Este desígnio provém do
“amor fontal” ou da caridade de Deus Pai, que é Princípio sem Princípio e do
qual é gerado o Filho e pelo Filho procede o Espírito Santo. Por nímia
misericórdia e bondade Sua criou-nos livremente e além disso chamou-nos
gratuitamente a comunhão de Sua vida e de Sua glória. Generosamente difundiu do
universo, tornar-se-á “tudo em todas as coisas” (1 Cor 15,28), procurando ao
mesmo tempo Sua glória e nossa beatitude. Prouve a Deus chamar os homens não só
individualmente, sem qualquer conexão mutua, a participação de Sua vida, mas
constituí-los num só povo, no qual Seus filhos, antes dispersos, se
congregassem num corpo.7

7 Cf. Jo 11,52.

[Missão do Filho]

3. Este universal plano
divino em prol da salvação do gênero humano não se realiza apenas dum modo
quase secreto no interior dos homens ou por iniciativas, mesmo que sejam
religiosas, nas quais de muitos modos eles procuram a Deus, mesmo as
apalpadelas, para ver se O encontram, apesar de não se achar longe de todos nós
(cf. At 17,27). Pois tais iniciativas devem ser iluminadas e sanadas, embora
por benigna disposição da providência divina possam alguma vez ser consideradas
como pedagogia para o Deus verdadeiro ou como preparação evangélica.8 Para
estabelecer a paz ou comunhão com Ele e a fraterna sociedade entre os homens pecadores,
Deus decretou também entrar na história humana de modo novo e definitivo.

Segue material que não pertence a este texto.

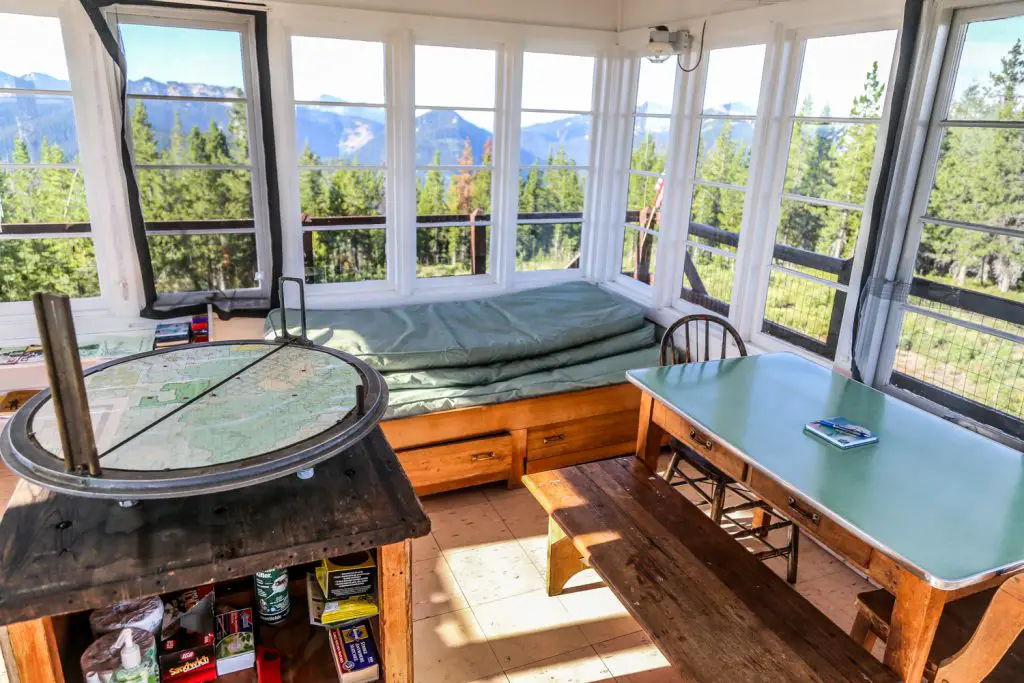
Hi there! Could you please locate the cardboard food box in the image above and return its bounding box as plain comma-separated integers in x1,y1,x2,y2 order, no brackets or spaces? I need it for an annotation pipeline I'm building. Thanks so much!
316,552,377,600
159,585,217,683
215,605,256,676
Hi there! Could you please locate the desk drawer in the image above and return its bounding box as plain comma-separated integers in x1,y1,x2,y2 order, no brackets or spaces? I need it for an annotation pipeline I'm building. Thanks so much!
526,411,640,461
397,434,514,496
750,470,871,569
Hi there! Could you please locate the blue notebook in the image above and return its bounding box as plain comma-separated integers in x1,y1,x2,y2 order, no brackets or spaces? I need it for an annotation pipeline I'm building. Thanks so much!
804,418,879,450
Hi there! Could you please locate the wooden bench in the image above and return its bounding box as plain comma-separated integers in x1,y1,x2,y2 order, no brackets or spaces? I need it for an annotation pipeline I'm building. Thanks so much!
523,456,898,683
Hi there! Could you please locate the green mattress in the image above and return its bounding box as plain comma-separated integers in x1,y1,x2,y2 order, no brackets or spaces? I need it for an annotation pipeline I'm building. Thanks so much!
265,282,645,370
384,345,657,420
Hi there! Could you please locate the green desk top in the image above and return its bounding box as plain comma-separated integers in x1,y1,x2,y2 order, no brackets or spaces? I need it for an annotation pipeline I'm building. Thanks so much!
627,353,1024,590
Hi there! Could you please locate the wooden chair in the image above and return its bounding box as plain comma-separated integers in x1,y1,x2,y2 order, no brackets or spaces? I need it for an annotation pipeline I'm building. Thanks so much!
850,574,1024,683
658,313,800,584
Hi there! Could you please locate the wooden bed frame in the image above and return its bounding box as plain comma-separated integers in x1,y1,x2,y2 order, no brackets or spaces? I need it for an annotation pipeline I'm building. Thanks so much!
381,384,640,496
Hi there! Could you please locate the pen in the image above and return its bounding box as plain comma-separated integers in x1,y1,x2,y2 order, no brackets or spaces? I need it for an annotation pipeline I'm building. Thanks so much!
818,420,870,438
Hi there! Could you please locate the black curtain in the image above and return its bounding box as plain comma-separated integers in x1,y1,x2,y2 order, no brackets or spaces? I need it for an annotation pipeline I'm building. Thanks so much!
81,0,283,319
851,0,925,382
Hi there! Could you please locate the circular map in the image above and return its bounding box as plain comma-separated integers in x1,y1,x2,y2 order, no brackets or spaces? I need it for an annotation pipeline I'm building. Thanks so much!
0,342,387,498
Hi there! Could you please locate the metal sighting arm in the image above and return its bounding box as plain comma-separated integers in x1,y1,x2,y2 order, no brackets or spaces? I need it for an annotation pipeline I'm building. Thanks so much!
32,292,102,476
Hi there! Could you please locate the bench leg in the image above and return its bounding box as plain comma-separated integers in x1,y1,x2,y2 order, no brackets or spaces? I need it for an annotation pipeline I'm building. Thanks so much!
548,517,587,597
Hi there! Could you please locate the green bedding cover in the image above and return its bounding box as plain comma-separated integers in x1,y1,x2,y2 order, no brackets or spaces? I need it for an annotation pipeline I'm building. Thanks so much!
384,323,655,391
384,346,657,420
264,282,644,372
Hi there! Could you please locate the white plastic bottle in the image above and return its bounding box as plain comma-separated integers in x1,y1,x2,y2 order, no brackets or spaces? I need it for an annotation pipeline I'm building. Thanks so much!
114,629,156,683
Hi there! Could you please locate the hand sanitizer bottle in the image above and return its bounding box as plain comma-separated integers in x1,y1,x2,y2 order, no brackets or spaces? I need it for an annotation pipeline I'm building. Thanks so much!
114,629,156,683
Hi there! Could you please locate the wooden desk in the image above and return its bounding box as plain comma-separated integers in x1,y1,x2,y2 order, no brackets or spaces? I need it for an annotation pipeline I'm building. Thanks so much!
627,353,1024,681
0,429,430,683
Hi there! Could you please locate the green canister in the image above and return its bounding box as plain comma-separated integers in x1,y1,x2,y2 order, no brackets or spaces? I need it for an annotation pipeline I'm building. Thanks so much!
255,569,292,626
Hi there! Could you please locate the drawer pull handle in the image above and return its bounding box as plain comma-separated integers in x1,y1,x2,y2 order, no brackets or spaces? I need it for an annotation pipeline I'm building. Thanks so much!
785,496,821,526
690,429,715,451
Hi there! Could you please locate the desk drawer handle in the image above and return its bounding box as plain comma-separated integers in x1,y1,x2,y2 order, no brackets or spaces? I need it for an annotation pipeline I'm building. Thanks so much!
690,429,715,451
785,497,821,526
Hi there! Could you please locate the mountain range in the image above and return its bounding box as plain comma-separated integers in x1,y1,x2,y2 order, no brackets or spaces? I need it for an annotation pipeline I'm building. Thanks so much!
0,72,753,171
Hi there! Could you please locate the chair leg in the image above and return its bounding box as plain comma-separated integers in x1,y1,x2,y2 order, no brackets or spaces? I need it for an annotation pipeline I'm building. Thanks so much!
850,609,879,652
665,451,680,483
785,524,800,584
711,481,728,526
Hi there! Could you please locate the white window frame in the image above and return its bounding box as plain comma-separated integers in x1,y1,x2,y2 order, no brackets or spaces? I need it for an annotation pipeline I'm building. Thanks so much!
104,6,274,297
745,18,900,368
508,47,603,285
867,0,1024,450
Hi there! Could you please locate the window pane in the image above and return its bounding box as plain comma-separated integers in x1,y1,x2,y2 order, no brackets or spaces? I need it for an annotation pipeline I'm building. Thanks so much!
299,169,385,218
416,225,490,278
688,185,746,251
0,168,91,224
519,166,587,218
630,116,672,173
949,16,1024,121
519,113,591,166
295,104,387,166
626,173,663,230
894,311,1024,419
515,223,583,270
636,57,679,114
0,94,78,164
128,99,249,166
696,119,754,186
785,123,879,204
292,36,385,104
797,31,896,118
775,200,862,265
135,168,253,222
302,229,387,285
703,45,765,115
928,128,1024,233
416,110,495,166
620,227,657,285
416,170,492,220
680,246,736,315
0,240,99,302
764,270,846,357
521,52,594,112
416,45,497,109
119,24,245,97
0,13,71,90
147,233,257,294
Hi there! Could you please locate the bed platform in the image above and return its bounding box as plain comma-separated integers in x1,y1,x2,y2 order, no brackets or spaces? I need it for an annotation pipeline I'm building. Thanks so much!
266,282,657,496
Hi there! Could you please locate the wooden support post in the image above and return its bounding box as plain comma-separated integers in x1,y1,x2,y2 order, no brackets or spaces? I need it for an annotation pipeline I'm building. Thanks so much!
637,392,665,472
885,570,946,683
547,517,587,597
377,540,413,683
509,429,526,488
7,617,65,683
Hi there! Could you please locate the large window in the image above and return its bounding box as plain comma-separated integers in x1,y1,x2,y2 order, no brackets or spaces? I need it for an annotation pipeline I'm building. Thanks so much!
0,13,99,303
516,52,594,270
416,45,498,278
680,45,765,315
292,37,387,285
620,58,679,285
119,14,265,293
889,5,1024,438
763,31,896,358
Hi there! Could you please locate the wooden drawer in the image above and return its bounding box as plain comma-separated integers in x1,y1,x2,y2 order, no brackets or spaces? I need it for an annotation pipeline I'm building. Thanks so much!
750,470,871,569
526,411,640,461
397,434,514,496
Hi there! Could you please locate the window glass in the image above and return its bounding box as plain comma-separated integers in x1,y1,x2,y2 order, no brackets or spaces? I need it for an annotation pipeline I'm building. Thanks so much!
0,13,99,303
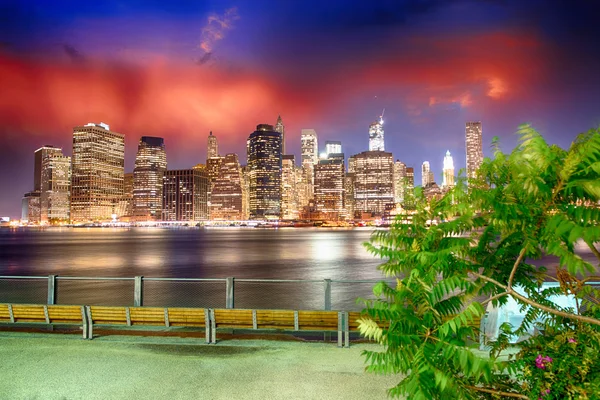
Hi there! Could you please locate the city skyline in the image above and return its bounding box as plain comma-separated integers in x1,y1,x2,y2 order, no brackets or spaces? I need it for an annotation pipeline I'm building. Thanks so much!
0,0,600,218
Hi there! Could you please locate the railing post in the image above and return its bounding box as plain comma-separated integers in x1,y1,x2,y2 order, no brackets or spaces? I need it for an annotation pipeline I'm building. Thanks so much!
133,276,144,307
48,275,56,304
225,277,235,308
324,279,331,310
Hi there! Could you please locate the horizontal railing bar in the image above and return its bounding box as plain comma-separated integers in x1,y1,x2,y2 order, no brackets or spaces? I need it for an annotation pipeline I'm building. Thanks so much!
54,276,135,281
144,277,227,282
0,275,48,279
235,278,323,283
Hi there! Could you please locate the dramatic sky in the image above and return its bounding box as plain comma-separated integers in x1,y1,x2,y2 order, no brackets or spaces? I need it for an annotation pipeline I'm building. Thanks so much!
0,0,600,218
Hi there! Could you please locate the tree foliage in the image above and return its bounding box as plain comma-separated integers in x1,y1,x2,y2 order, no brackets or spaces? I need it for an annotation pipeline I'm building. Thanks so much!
360,125,600,400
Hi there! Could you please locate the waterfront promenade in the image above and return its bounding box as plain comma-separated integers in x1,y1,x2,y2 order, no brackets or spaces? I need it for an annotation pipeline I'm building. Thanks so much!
0,332,398,400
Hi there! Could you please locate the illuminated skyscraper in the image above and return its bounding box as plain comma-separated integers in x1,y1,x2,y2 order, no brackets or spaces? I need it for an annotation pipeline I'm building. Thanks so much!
442,150,454,187
315,153,346,221
281,154,298,220
206,131,219,160
71,123,125,223
421,161,435,188
275,115,287,154
369,113,385,151
210,153,246,221
349,151,394,215
300,129,319,191
394,160,406,204
247,124,281,220
465,122,483,180
40,149,71,224
325,140,342,158
162,168,209,222
133,136,167,221
33,145,63,192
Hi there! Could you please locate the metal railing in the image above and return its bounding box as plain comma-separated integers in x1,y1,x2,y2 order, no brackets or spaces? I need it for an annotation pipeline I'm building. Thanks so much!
0,275,394,311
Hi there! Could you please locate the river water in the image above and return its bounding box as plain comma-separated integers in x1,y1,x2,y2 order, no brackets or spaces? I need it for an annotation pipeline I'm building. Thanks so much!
0,228,382,309
0,227,597,310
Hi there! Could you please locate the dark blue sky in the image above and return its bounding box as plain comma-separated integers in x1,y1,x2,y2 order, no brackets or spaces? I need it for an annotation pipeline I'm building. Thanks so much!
0,0,600,217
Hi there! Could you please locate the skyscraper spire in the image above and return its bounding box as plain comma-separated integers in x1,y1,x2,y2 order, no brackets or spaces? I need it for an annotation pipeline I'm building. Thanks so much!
275,114,286,154
206,131,219,160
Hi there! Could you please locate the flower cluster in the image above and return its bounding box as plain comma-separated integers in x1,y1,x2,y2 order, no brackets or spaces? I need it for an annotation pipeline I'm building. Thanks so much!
535,354,552,369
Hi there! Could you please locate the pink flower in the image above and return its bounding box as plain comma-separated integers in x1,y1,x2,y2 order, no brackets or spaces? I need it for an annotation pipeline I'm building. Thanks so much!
535,354,552,369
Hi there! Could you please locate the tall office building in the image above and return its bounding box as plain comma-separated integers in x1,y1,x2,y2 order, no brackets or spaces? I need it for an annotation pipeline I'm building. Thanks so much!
71,123,125,223
315,153,346,221
247,124,282,220
281,154,298,220
21,191,42,224
325,140,342,158
421,161,435,188
275,115,287,154
349,151,394,215
300,129,319,191
40,149,71,224
394,160,406,204
206,131,219,160
369,113,385,151
465,122,483,180
442,150,454,187
210,153,246,221
133,136,167,221
33,145,63,192
162,168,209,222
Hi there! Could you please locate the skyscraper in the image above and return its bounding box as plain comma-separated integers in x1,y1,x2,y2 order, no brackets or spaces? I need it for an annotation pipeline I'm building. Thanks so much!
275,115,287,154
369,113,385,151
348,151,394,215
394,160,406,204
281,154,298,220
133,136,167,221
325,140,342,158
442,150,454,187
162,168,209,222
247,124,281,220
210,153,246,221
421,161,435,188
465,122,483,180
33,145,63,192
206,131,219,160
315,153,346,221
40,149,71,224
71,122,125,222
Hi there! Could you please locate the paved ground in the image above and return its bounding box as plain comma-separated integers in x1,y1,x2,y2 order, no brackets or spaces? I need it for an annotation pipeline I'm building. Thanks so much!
0,332,404,400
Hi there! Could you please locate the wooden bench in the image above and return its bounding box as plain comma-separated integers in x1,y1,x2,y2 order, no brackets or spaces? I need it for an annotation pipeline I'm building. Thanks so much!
210,309,345,347
0,304,88,338
86,306,210,343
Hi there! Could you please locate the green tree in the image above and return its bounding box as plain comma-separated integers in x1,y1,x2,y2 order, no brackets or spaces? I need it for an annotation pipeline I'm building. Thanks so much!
360,125,600,400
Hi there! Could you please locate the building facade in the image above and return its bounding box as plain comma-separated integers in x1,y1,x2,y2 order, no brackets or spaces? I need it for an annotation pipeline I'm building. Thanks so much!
465,122,483,180
71,123,125,223
210,153,247,221
275,115,287,154
315,157,347,221
162,168,209,222
394,160,406,204
40,151,71,224
369,115,385,151
133,136,167,221
349,151,394,215
281,154,298,220
247,124,282,220
206,131,219,160
300,129,319,198
442,150,454,188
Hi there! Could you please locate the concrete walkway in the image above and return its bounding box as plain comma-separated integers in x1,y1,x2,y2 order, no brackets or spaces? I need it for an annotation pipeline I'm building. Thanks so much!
0,332,398,400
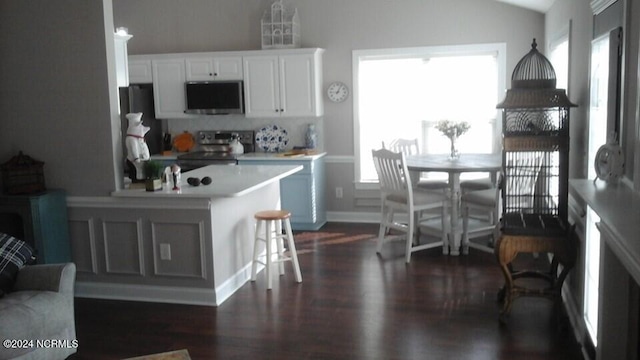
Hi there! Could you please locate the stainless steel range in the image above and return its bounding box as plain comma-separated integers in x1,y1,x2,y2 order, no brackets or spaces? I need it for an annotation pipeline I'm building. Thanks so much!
178,130,255,172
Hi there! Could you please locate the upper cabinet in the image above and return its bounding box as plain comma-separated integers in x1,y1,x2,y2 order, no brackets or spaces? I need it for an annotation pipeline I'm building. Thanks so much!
129,56,153,84
244,49,324,117
152,57,188,119
185,56,242,81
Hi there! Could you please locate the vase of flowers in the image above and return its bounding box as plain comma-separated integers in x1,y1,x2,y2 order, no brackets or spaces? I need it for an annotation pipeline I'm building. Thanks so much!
436,120,471,160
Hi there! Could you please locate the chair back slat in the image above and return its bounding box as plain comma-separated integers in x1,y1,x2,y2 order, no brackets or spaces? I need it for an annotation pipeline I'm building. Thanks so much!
372,149,411,197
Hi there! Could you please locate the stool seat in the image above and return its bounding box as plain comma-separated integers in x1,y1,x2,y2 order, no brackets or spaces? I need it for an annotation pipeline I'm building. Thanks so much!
251,210,302,290
253,210,291,220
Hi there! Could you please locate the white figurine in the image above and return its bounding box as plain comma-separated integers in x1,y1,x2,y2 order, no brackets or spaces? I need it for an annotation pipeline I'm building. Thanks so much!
125,113,151,181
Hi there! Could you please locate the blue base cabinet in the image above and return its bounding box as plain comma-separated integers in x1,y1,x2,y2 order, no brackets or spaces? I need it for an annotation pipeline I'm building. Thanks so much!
238,156,327,230
0,190,71,264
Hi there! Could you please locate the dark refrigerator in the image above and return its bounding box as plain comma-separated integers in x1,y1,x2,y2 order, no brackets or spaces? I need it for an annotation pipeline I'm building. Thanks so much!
119,84,163,171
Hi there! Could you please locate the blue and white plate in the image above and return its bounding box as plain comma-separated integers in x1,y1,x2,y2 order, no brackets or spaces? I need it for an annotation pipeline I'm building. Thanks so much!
256,125,289,152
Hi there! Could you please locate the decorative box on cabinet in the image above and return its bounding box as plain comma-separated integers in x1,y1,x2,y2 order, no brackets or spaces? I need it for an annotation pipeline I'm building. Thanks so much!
185,55,243,81
238,156,327,230
152,57,188,119
0,190,71,264
243,49,324,118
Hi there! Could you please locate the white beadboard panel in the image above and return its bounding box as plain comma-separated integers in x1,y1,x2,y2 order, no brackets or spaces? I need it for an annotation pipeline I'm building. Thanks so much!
151,220,207,279
69,217,98,274
103,219,144,276
75,281,220,306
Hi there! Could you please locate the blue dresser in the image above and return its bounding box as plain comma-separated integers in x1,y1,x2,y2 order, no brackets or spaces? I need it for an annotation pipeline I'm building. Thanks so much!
238,153,327,230
0,190,71,264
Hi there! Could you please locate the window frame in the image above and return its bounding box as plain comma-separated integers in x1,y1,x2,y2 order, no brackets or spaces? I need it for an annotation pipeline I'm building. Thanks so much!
352,43,507,189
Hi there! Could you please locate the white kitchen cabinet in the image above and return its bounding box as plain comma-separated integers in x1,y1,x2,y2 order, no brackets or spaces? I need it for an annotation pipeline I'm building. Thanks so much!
238,153,327,230
152,57,189,119
129,56,153,84
244,49,324,117
185,56,243,81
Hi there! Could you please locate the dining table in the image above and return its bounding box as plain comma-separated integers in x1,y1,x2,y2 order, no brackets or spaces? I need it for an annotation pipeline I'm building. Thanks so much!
406,154,502,256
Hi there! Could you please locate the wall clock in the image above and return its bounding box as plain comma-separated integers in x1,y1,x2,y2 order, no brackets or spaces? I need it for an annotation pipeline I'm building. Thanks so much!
594,144,624,182
327,81,349,102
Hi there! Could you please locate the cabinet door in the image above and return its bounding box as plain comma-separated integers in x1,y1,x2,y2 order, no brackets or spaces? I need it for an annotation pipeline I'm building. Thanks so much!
280,174,314,224
244,56,280,118
114,34,131,87
279,54,317,117
152,59,187,119
185,57,214,81
129,58,153,84
213,56,242,80
185,56,242,81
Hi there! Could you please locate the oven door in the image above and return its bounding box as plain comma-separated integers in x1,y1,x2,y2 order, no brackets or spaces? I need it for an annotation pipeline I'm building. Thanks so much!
177,158,238,173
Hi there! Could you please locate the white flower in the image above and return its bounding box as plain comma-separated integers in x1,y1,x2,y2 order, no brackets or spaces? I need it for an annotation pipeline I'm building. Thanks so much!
435,120,471,139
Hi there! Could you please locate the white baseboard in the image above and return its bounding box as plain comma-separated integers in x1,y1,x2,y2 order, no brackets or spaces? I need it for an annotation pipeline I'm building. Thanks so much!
327,211,380,224
75,282,220,306
562,284,589,359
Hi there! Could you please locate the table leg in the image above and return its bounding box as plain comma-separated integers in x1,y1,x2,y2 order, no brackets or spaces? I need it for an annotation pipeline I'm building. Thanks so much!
449,172,462,256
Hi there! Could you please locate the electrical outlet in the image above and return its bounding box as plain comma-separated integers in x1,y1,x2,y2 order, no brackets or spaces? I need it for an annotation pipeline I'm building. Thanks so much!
160,244,171,260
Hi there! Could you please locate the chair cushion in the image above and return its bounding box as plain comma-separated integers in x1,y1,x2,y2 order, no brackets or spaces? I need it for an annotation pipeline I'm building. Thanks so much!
0,233,35,297
0,291,73,359
462,188,497,206
387,189,447,205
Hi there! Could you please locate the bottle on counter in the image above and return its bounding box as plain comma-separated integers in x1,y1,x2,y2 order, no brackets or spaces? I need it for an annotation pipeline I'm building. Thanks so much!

Para
isso enviou o Filho em nossa carne, a fim de por Ele livrar os homens do poder
das trevas e de Satanás9 e n’Ele reconciliar Consigo o mundo.10 A Ele, por Quem
também fez o mundo¹¹, constituiu herdeiro de todas as coisas, para n’Ele
restaurar tudo.¹²

8 Cf. S. Ireneu, Adv. Haer.
III,18,1: “Existindo junto a Deus o Verbo, por quem tudo foi feito e que sempre
estivera presente ao gênero humano…”: PG 7,932. Id IV, 6,7: “Desde o início
assistindo o Filho a Sua criatura, revela o Pai a todos a quem o Pai quer, e
quando e como o quer”: ib. 990; cf. IV. 20,6 e 7 (ib. 1037); Demonstratio n.
34: Patr. Or., XII. 773. Sources Chrét., 62, Paris 1958, p. 87; Clemente Alex.,
Protrept., 112,1: GCE Clemens I 79; Strom. VI 6,44,1: GCS Clemens II 453;
13.106,3 e 4: ibid. 485. Quanto à própria doutrina cf. Pio XII; Radiomensagem
de 31-12-1952: Conc. Vat. II. Const. Dogm. Sobre a Igreja Lumen Gentium, 16:
AAS 57 (1965), p. 20.

9 Cf. Col. 1,13: At 10,38.

10 Cf. 2 Cor 5,19.

¹¹ Cf. Heb 1,2; Jo 1,3 e 10;
1 Cor 8,6; Col 1,16.

¹² Cf. Ef 1,10.

Jesus Cristo foi enviado ao
mundo como verdadeiro mediador entre Deus e os homens. Sendo Deus, n’Ele habita
corporalmente toda a plenitude da divindade (Col 2,9). Segundo a natureza
humana o novo Adão, cheio de graça e de verdade (Jo 1,14), é feito chefe da
nova humanidade. Com o fim de tornar os homens participantes da natureza divina
o Filho de Deus fez-se verdadeiro homem. Mais. Ele que era rico tornou-se pobre
por nós, para que por Sua pobreza nos enriquecessemos.¹³ O Filho do Homem não
veio para ser servido, mas para servir e dar a vida em redenção por muitos,
isto é, por todos.14 Os Santos Padres proclamam constantemente que não foi
sanado o que não foi assumido por Cristo.15 Ora, Ele assumiu toda a natureza
humana tal qual se encontra em nós, míseros e pobres, exceto o pecado.16
Cristo, santificado pelo Pai e por Ele enviado ao mundo (cf. Jo 10,36), disse
de Si mesmo: “O Espírito do Senhor esta sobre mim, eis por que me ungiu,
enviou-me a evangelizar os pobres, curar os contritos de coração, pregar aos
cativos a libertação e aos cegos restituir a vista” (Lc 4,18); e outra vez:
“Veio o Filho do Homem procurar e salvar o que se perdera” (Lc 19,10)

¹³ Cf. 2 Cor 8,9.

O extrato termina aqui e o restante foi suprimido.